The states with the highest percentage of adults diagnosed with diabetes in 2010 were Mississippi (11.3 percent), Alabama (11.1 percent), West Virginia (10.7 percent), Louisiana (10.3 percent), Tennessee (10.2 percent), Oklahoma (10.1 percent), and Kentucky (10.1 percent). The states with the lowest percentage are Vermont (5.8 percent), Colorado (6.0 percent), Minnesota (6.2 percent), Montana (6.2 percent), Alaska (6.3 percent), Connecticut (6.4 percent), South Dakota (6.4 percent), Wyoming (6.6 percent), Rhode Island (6.8 percent) and Iowa (6.9 percent).
So let’s clarify again what diabetes is. First, there are several types of diabetes. Type 1 diabetes accounts for approximately 5 percent of all diabetes cases and is usually diagnosed in children and young adults. However, this type of diabetes can occur at any time. People with this type of diabetes use insulin from an injection or pump. There is no known way to prevent this type of diabetes. However, Type 2 diabetes – which accounts for approximately 95 percent of cases diagnosed in adults – can be controlled or even delayed through healthy eating, regular physical exercise and, if prescribed, medications. There’s also gestational diabetes, which develops when a woman is pregnant and can cause health problems during pregnancy for both the mother and child. Furthermore, women who have had gestational diabetes are at higher risk for developing type 2 diabetes. The CDC notes that women who had gestational diabetes have a 35-60 percent chance of developing type 2 diabetes within 10-20 years.
The CDC report also looks at prediabetes. The study’s authors found that although approximately one-third of U.S. adults have prediabetes, awareness of this condition is low since fewer than one in 10 U.S. adults with prediabetes reported that they had ever been told that they have this condition. This is important information because the progression to type 2 diabetes is not inevitable for this group. In fact, studies have shown that by losing between 5-7 percent of body weight and getting at least 150 minutes per week of moderate physical activity can help prevent or delay the onset of type 2 diabetes.
The CDC breaks down the percentage of U.S. adults who have been told they have prediabetes by state.
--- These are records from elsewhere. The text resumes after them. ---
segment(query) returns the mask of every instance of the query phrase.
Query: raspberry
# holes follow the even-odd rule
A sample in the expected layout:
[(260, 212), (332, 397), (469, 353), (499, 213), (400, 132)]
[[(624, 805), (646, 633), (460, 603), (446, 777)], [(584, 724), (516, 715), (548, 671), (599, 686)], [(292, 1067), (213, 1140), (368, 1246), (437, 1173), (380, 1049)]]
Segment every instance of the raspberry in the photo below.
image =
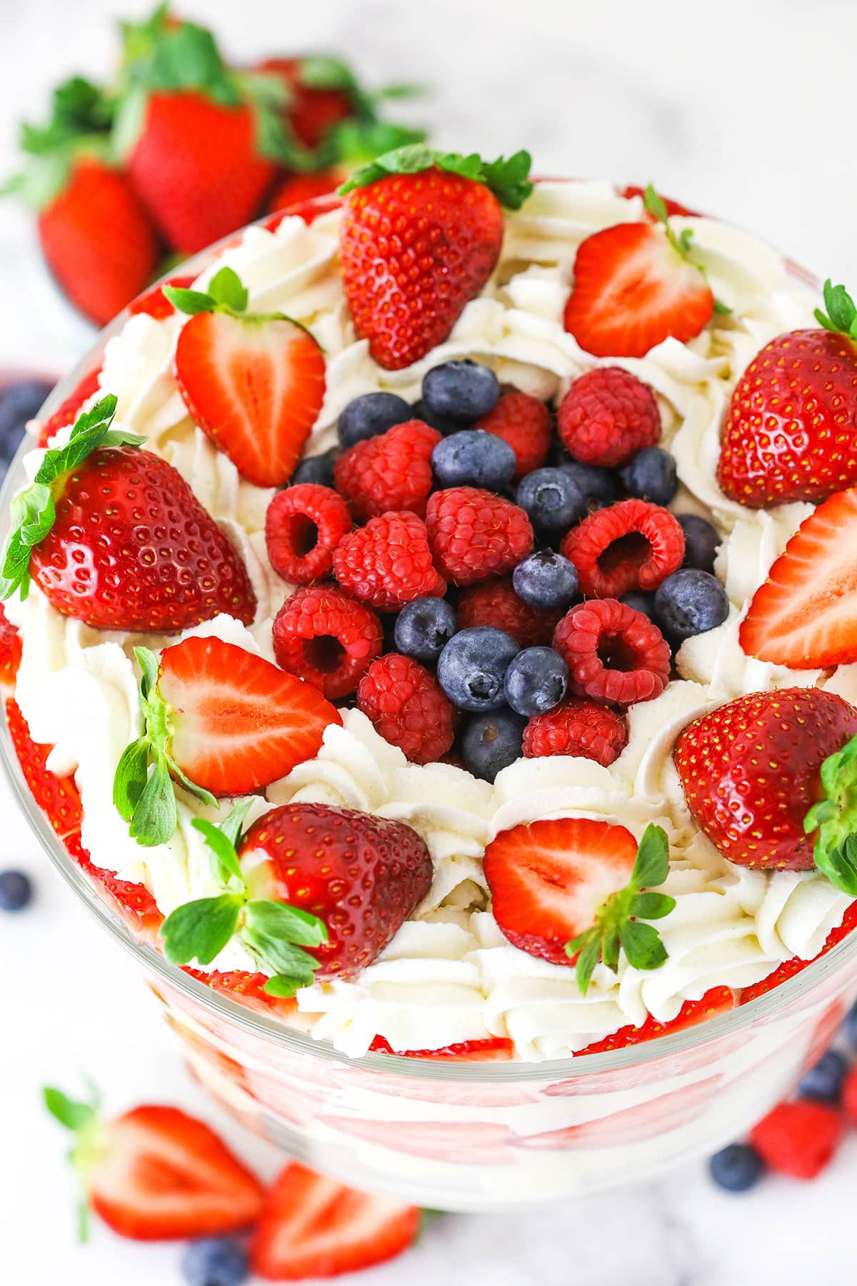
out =
[(603, 705), (659, 697), (669, 679), (669, 644), (642, 612), (614, 598), (578, 603), (554, 630), (569, 691)]
[(383, 634), (371, 611), (331, 585), (298, 589), (274, 621), (274, 655), (325, 697), (347, 697), (376, 656)]
[(624, 719), (594, 701), (572, 697), (524, 728), (524, 759), (542, 755), (578, 755), (608, 768), (628, 741)]
[(486, 433), (493, 433), (496, 437), (502, 437), (504, 442), (509, 442), (518, 460), (515, 480), (540, 469), (547, 460), (551, 439), (550, 412), (545, 403), (531, 397), (529, 394), (511, 388), (502, 395), (495, 409), (473, 427), (483, 428)]
[(596, 367), (563, 397), (559, 436), (576, 460), (614, 468), (660, 437), (660, 413), (648, 385), (623, 367)]
[(297, 585), (326, 576), (333, 552), (351, 531), (340, 495), (316, 482), (278, 491), (265, 516), (265, 543), (274, 571)]
[(803, 1098), (779, 1103), (750, 1132), (750, 1143), (772, 1170), (815, 1179), (833, 1160), (843, 1128), (835, 1107)]
[(550, 647), (561, 612), (546, 612), (518, 598), (510, 580), (486, 580), (459, 594), (457, 625), (491, 625), (511, 634), (519, 648)]
[(410, 656), (389, 652), (373, 661), (360, 680), (357, 706), (414, 764), (434, 763), (455, 741), (455, 706)]
[(577, 568), (581, 594), (621, 598), (657, 589), (678, 571), (685, 532), (668, 509), (648, 500), (619, 500), (596, 509), (563, 540), (561, 553)]
[(342, 541), (333, 556), (337, 580), (348, 594), (382, 612), (414, 598), (442, 598), (446, 581), (432, 562), (425, 523), (415, 513), (384, 513)]
[(337, 460), (334, 478), (355, 518), (364, 522), (388, 509), (424, 517), (432, 490), (432, 451), (439, 441), (436, 428), (409, 419), (349, 446)]
[(533, 547), (533, 529), (524, 511), (473, 486), (436, 491), (425, 511), (425, 526), (434, 561), (456, 585), (511, 571)]

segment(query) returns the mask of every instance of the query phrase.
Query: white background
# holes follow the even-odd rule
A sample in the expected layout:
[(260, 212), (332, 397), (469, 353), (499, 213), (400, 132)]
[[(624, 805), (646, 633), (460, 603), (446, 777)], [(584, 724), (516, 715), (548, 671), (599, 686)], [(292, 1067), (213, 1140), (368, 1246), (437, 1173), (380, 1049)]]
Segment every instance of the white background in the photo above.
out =
[[(98, 76), (119, 0), (0, 0), (0, 174), (14, 122), (50, 85)], [(127, 0), (127, 15), (149, 6)], [(411, 114), (456, 149), (526, 145), (541, 174), (651, 179), (693, 207), (764, 233), (857, 288), (852, 0), (188, 0), (240, 59), (339, 50), (369, 84), (433, 84)], [(89, 332), (42, 273), (30, 225), (0, 206), (0, 369), (60, 372)], [(199, 1098), (130, 961), (46, 868), (0, 787), (0, 867), (37, 882), (36, 905), (0, 921), (0, 1283), (173, 1286), (176, 1247), (96, 1229), (75, 1245), (66, 1139), (39, 1105), (46, 1082), (89, 1073), (121, 1111), (185, 1105), (221, 1125), (265, 1173), (276, 1157)], [(857, 1142), (813, 1184), (768, 1181), (727, 1197), (703, 1168), (621, 1196), (501, 1218), (436, 1220), (366, 1286), (804, 1286), (853, 1281)], [(355, 1175), (360, 1183), (360, 1175)]]

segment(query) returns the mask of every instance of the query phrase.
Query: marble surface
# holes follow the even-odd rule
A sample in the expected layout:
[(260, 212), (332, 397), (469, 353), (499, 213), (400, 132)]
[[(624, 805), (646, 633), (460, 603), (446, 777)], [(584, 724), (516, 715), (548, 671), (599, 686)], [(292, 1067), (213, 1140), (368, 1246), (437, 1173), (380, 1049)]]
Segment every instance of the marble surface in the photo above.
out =
[[(46, 87), (112, 50), (118, 0), (0, 4), (0, 174), (14, 163), (14, 122), (37, 116)], [(149, 6), (128, 0), (127, 14)], [(414, 104), (439, 143), (488, 152), (527, 145), (541, 174), (651, 179), (691, 206), (763, 230), (820, 275), (857, 285), (857, 174), (844, 152), (852, 107), (853, 0), (186, 0), (238, 58), (349, 49), (371, 84), (436, 86)], [(45, 32), (50, 42), (45, 41)], [(60, 372), (87, 328), (59, 301), (28, 221), (0, 204), (0, 370)], [(98, 1229), (75, 1245), (64, 1139), (39, 1103), (46, 1082), (87, 1073), (108, 1107), (182, 1103), (221, 1125), (266, 1173), (276, 1156), (240, 1134), (184, 1073), (155, 1002), (131, 963), (46, 869), (0, 786), (0, 863), (22, 865), (39, 900), (0, 923), (0, 1280), (9, 1286), (172, 1286), (176, 1247), (139, 1247)], [(709, 1184), (703, 1166), (612, 1197), (510, 1218), (446, 1217), (416, 1250), (366, 1273), (366, 1286), (428, 1286), (454, 1269), (492, 1286), (803, 1286), (853, 1277), (849, 1218), (857, 1136), (813, 1184), (768, 1179), (747, 1197)], [(358, 1175), (355, 1175), (358, 1181)]]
The states with the highest percentage are Tennessee (10.2 percent), California (8.0 percent), Hawaii (7.5 percent), Kentucky 7.2 percent), Idaho (7.3 percent), Alabama (7.0 percent) and Alaska (7.0 percent). The states with the lowest percentage of adults being warned of prediabetes include Montana (4.7 percent), Massachusetts (4.8 percent), Wyoming (4.8 percent), Utah (5.1 percent), South Dakota (5.2 percent), Ohio (5.3 percent), Connecticut (5.3 percent), and Iowa (5.4 percent). Data was not available from Arkansas, Maryland, Missouri, Nevada, New Jersey, North Dakota, Rhode Island and Washington.
Don’t think that this last breakdown is good news because there are low levels of prediabetes. Instead, it may mean that doctors are not having this conversation with patients or that some of these adults are not seeing doctors at all.
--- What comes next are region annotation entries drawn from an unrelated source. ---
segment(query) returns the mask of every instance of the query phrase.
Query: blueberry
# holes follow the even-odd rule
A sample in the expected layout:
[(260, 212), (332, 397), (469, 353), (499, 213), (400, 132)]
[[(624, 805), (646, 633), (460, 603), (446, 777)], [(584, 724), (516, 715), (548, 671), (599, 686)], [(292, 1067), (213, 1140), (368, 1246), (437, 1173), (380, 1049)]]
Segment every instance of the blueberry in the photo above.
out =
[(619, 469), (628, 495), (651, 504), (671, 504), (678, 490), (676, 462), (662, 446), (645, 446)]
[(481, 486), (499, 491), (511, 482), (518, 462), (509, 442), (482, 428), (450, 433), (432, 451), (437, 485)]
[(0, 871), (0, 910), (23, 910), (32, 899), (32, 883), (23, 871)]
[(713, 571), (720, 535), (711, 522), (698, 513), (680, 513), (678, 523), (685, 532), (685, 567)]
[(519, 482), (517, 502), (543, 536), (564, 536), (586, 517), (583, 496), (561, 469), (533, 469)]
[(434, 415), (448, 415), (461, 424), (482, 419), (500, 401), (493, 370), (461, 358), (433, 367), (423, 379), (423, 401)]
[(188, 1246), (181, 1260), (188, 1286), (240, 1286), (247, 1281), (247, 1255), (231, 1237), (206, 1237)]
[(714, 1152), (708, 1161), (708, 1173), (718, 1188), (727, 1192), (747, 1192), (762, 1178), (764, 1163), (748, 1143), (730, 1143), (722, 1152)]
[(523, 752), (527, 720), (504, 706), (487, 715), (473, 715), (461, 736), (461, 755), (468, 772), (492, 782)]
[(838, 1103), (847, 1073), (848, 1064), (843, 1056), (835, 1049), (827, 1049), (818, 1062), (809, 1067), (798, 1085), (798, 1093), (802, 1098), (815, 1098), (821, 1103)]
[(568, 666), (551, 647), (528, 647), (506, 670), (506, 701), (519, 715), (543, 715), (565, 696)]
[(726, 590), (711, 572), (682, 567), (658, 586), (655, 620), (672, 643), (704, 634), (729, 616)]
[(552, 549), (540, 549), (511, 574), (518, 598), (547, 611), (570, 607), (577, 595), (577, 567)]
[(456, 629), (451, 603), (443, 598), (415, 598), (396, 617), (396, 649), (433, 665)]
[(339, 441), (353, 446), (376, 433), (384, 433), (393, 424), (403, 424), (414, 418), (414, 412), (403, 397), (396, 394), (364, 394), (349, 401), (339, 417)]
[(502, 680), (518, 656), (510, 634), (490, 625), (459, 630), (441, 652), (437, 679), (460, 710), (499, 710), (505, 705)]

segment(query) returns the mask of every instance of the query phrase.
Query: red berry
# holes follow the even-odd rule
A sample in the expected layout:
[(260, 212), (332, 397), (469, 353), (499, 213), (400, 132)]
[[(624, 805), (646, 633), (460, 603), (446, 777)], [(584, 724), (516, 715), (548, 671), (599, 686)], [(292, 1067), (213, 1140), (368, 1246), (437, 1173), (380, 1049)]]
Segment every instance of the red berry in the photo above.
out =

This report provides fodder for you to have a good and honest conversation with your doctor about your risk of type 2 diabetes. And it also provides a good incentive to continue eating a healthy diet and exercising as you move into the next phase of your life.
Primary Source for This Sharepost:
Centers for Disease Control and Prevention. (2012). Diabetes report card 2012: National and state profile of diabetes and its complications.